Manufacturing and industrial automation represent another significant driver. Companies across the automotive, aerospace, chemical, textile, electronics, and advanced materials sectors rely on real-time data to operate factories efficiently. Sensors embedded in machinery feed continuous streams of data into cloud systems for analysis. Robotics, quality control, predictive maintenance, supply-chain management, and simulation tools all require computing capacity. The rise of digital twins—virtual simulations of physical systems—depends heavily on data-center infrastructure. For a manufacturing powerhouse like the Upstate of South Carolina, this trend reinforces the need for stronger local compute resources.

Transportation and logistics also drive growth. Global supply chains rely on AI-powered optimization, real-time tracking, autonomous systems, and complex routing algorithms. Shipping companies, trucking fleets, airlines, rail systems, and maritime operators use data centers to coordinate operations. Spartanburg’s role as a logistics hub makes this especially relevant. Everything from package tracking to port operations relies on the digital infrastructure housed in regional and national data centers.

Government and defense add another layer of demand.

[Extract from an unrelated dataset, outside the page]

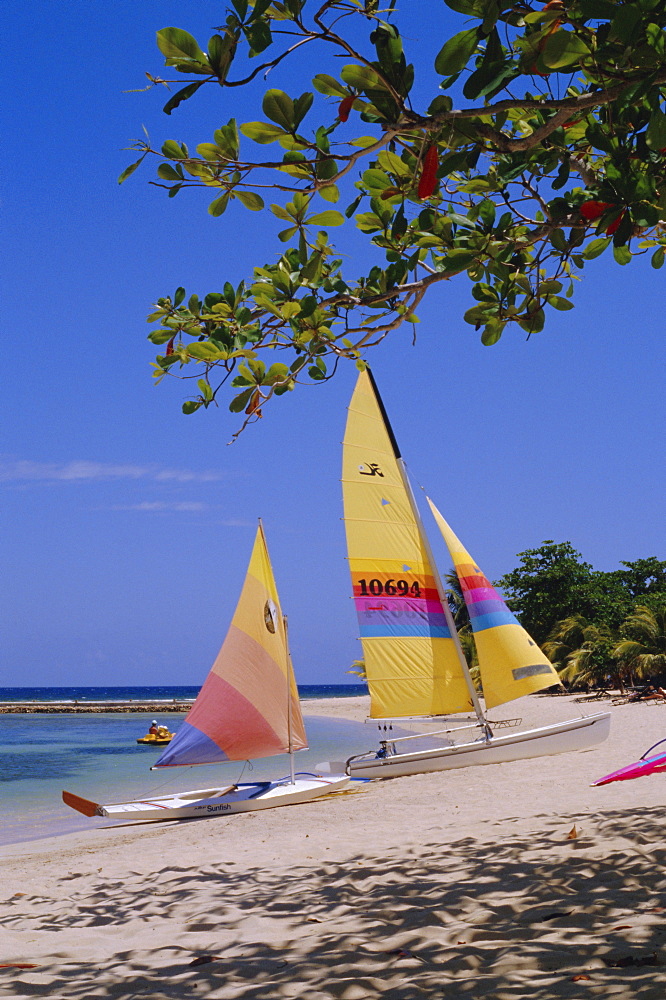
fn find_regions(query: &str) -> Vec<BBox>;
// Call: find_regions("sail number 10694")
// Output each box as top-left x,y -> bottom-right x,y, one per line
358,579 -> 421,597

Federal agencies depend on secure, domestically located data centers for intelligence, modeling, communications, and mission-critical functions. State and local governments increasingly rely on cloud systems for public records, emergency services, education, and infrastructure management. As cyber threats grow more sophisticated, the need for secure, redundant, and resilient infrastructure increases. The Southeast is becoming strategically important for diversifying federal computing capacity away from over-concentrated regions.

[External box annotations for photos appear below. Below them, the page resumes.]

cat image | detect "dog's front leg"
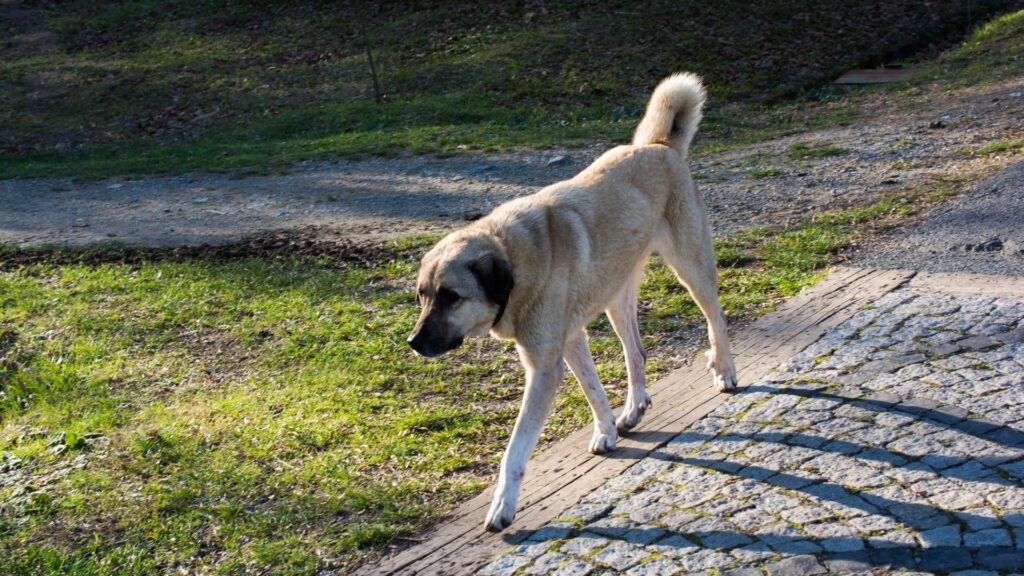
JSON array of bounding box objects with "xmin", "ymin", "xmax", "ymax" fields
[
  {"xmin": 565, "ymin": 330, "xmax": 617, "ymax": 454},
  {"xmin": 484, "ymin": 356, "xmax": 562, "ymax": 532}
]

All of these applications share a common characteristic: they generate and consume enormous amounts of data. The world’s data volume is doubling roughly every two years. Every device, every transaction, every sensor, every vehicle, every camera, every online interaction contributes to this growth. Data must be stored, processed, and transmitted quickly and securely. This reality is pushing communities, states, and nations to expand their data-center footprints.

For Spartanburg County, the implications are significant. The region’s strategic location, industrial base, transportation network, and growing fiber connectivity place it squarely within the geographic footprint where new data centers are needed. Developers see the Southeast as one of the few regions capable of supporting long-term growth in power generation and high-density computing. At the same time, the community must evaluate each proposal carefully. With growth comes responsibility: managing energy demand, water resources, infrastructure, noise, land use, and community expectations. Transparent planning, informed public discussion, and deliberate collaboration between developers and local government are essential.

The growth of data centers is not driven by a single trend—it is driven by the combined momentum of AI, cloud computing, digital commerce, entertainment, manufacturing modernization, healthcare innovation, and government modernization. These forces are not slowing down; in fact, they are accelerating. Communities that understand the drivers behind this expansion are better positioned to shape policies that attract responsible development while protecting local resources.